Il secondo aspetto da considerare è che le grandi realtà istituzionali mondiali di riferimento, manche quelle private no profit, hanno adottato una nozione di disinformazione sempre più ampia, che ricomprende certamente la diffusione di notizie false, ma anche di notizie ritenute fuorvianti e persino di notizie vere quando si ritiene che vengano pubblicate con l’intento di causare danno. Non solo: la piattaforma di riferimento dei factcheckers di tutto il mondo First Draft, oggi sostituita tra gli altri da Google, metteva in guardia dai rischi disinformativi della satira. Questa discrezionalità a cui i gestori delle piattaforme si conformano è notevole, e rappresenta un pericolo».

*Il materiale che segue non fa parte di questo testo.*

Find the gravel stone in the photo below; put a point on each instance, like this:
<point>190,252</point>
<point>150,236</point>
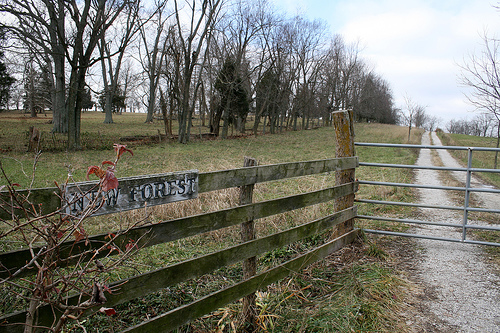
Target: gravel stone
<point>463,292</point>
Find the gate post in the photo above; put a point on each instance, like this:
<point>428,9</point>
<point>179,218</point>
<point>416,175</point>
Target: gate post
<point>250,264</point>
<point>343,123</point>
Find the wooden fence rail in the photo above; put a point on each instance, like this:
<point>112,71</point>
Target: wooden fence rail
<point>171,230</point>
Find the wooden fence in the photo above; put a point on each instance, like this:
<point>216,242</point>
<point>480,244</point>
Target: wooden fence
<point>164,188</point>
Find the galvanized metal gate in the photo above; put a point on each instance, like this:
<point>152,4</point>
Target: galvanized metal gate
<point>467,190</point>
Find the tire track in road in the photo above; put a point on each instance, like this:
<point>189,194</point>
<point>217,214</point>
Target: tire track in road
<point>467,293</point>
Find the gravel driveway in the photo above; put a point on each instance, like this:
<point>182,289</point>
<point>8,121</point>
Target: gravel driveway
<point>463,294</point>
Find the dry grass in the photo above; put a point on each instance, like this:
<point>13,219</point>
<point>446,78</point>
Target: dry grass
<point>346,292</point>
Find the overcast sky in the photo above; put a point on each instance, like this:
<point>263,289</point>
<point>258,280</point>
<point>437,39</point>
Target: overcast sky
<point>416,45</point>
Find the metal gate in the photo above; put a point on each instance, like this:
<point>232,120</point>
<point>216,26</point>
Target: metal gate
<point>467,189</point>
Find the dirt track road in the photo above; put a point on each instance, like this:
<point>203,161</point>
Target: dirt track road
<point>462,293</point>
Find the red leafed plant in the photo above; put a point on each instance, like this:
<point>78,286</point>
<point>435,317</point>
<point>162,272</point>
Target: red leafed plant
<point>86,270</point>
<point>107,176</point>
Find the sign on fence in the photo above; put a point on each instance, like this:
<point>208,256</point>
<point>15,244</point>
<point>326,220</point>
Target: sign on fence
<point>134,192</point>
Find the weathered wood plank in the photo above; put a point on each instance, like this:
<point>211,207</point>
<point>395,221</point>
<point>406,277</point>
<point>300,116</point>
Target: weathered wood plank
<point>185,227</point>
<point>208,181</point>
<point>150,282</point>
<point>211,181</point>
<point>184,314</point>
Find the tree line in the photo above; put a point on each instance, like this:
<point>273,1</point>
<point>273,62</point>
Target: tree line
<point>220,60</point>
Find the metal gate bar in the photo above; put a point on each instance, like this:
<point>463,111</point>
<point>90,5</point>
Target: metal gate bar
<point>467,190</point>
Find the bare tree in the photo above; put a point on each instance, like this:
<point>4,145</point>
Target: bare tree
<point>410,115</point>
<point>482,74</point>
<point>152,53</point>
<point>115,46</point>
<point>201,15</point>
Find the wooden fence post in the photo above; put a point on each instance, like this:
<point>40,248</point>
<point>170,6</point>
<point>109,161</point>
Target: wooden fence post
<point>343,123</point>
<point>250,264</point>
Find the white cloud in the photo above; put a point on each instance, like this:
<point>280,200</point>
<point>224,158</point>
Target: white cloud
<point>414,44</point>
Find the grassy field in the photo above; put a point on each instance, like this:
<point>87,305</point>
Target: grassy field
<point>357,289</point>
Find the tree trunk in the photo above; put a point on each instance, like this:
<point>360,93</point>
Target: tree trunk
<point>495,164</point>
<point>74,105</point>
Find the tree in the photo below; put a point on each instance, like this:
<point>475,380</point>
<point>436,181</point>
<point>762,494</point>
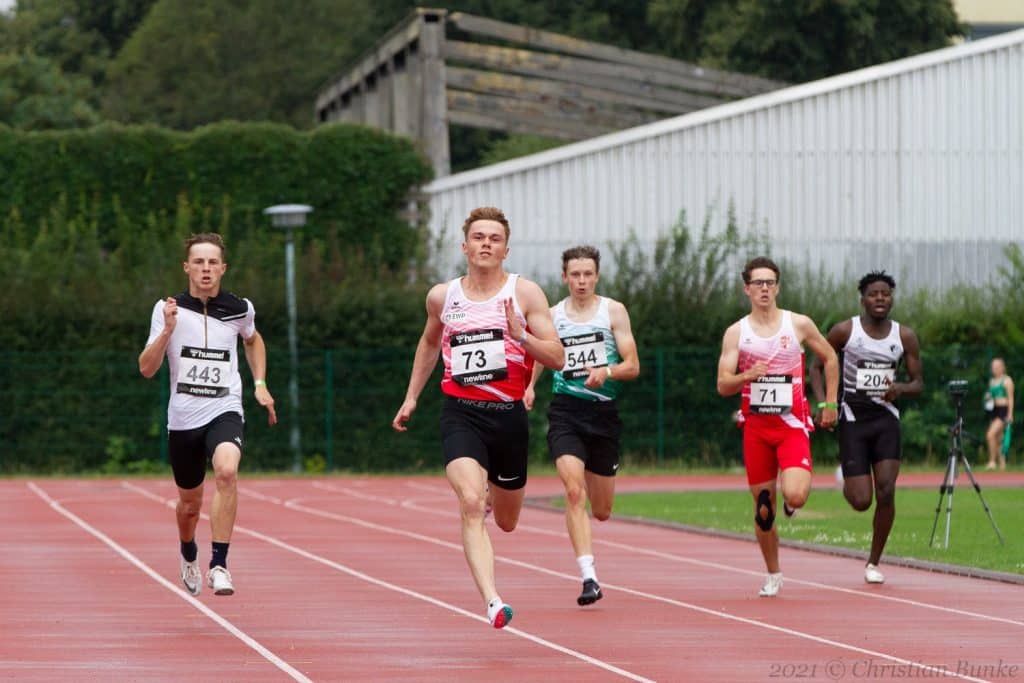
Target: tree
<point>204,60</point>
<point>35,94</point>
<point>803,40</point>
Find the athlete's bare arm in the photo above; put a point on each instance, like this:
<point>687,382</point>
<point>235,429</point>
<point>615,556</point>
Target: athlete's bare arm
<point>911,356</point>
<point>256,356</point>
<point>426,355</point>
<point>153,355</point>
<point>809,334</point>
<point>838,337</point>
<point>729,381</point>
<point>1009,384</point>
<point>629,367</point>
<point>530,394</point>
<point>542,340</point>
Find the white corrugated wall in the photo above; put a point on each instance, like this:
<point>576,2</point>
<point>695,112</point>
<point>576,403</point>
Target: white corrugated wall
<point>915,166</point>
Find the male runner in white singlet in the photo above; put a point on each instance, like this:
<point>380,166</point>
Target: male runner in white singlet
<point>871,347</point>
<point>488,327</point>
<point>583,420</point>
<point>763,358</point>
<point>199,331</point>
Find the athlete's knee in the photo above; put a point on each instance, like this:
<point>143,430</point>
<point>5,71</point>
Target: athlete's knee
<point>764,517</point>
<point>226,476</point>
<point>796,499</point>
<point>885,494</point>
<point>576,495</point>
<point>858,500</point>
<point>189,508</point>
<point>472,505</point>
<point>507,522</point>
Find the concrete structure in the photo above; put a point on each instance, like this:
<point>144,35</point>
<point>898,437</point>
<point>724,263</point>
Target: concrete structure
<point>988,17</point>
<point>915,166</point>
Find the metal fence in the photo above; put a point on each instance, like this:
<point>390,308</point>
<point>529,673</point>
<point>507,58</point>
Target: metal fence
<point>92,412</point>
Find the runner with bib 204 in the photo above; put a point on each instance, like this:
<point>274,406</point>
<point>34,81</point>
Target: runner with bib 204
<point>872,346</point>
<point>763,359</point>
<point>488,327</point>
<point>583,421</point>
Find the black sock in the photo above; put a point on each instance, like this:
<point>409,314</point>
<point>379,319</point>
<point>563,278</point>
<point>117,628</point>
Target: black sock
<point>219,557</point>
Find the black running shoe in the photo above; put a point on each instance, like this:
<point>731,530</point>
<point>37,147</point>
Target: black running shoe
<point>591,593</point>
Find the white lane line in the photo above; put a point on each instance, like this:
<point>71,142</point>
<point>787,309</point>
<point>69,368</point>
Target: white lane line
<point>404,591</point>
<point>220,621</point>
<point>414,505</point>
<point>261,497</point>
<point>925,669</point>
<point>353,494</point>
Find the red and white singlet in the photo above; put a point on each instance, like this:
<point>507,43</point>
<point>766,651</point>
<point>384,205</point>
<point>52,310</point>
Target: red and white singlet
<point>481,359</point>
<point>780,392</point>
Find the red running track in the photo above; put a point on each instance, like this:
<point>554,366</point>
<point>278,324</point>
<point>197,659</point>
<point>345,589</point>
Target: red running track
<point>364,580</point>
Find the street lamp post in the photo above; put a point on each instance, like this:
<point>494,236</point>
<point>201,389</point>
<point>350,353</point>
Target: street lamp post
<point>289,217</point>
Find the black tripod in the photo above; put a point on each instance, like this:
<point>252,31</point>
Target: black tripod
<point>949,478</point>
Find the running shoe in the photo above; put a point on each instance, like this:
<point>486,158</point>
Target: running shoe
<point>192,577</point>
<point>773,583</point>
<point>872,575</point>
<point>501,616</point>
<point>591,593</point>
<point>219,579</point>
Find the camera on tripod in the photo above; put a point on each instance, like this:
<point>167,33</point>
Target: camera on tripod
<point>956,388</point>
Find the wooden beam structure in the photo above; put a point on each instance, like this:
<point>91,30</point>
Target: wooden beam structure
<point>416,82</point>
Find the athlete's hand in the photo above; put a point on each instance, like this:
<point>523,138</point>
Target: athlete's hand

La Costituzione e la libertà d’espressione

Per muoversi senza sbagliare Mantovano indica nella Costituzione la prima bussola, «che tutelando la libertà di espressione le mette come unico limite l’ormai desueto “buon costume”. È una libertà fondamentale che non deve essere compressa se non in casi estremi, quando sono in pericolo i valori costituzionali più importanti: quando ci si trova di fronte a contenuti palesemente fake come l’imitazione di pagine web delle principali testate giornalistiche realizzate dalla campagna di disinformazione russa di cui parlavo prima, quando si integrano reati come il reclutamento a fini di terrorismo, quando sono diffusi account falsi o veri di cui è accertato il legame con agenti ostili che li utilizzano come proxy per lanciare campagne volte a inquinare la nostra informazione. Fuori da questi casi eclatanti dovrebbero essere il buon senso e il dibattito pubblico a decretare cosa è giusto e cosa non lo è lasciando il più aperto possibile il confronto tra opinioni».

Mantovano e il caso “Ultima cena”

Un conto, ha concluso il sottosegretario, è una finta pagina del sito di Eurosport che titola “I Giochi olimpici di Parigi saranno apertamente Lgbt”, un altro, «come purtroppo è avvenuto, è definire disinformativi i post che hanno sollevato dubbi su alcuni aspetti organizzativi dei Giochi o che affermavano come la cerimonia di apertura delle Olimpiadi avesse rappresentato in forma opinabile L’Ultima Cena. Se vogliamo utilizzare davvero la tecnologia per contrastare minacce reali dobbiamo scongiurare il rischio di censure che richiamano Orwell e che dovrebbero essere a noi estranee».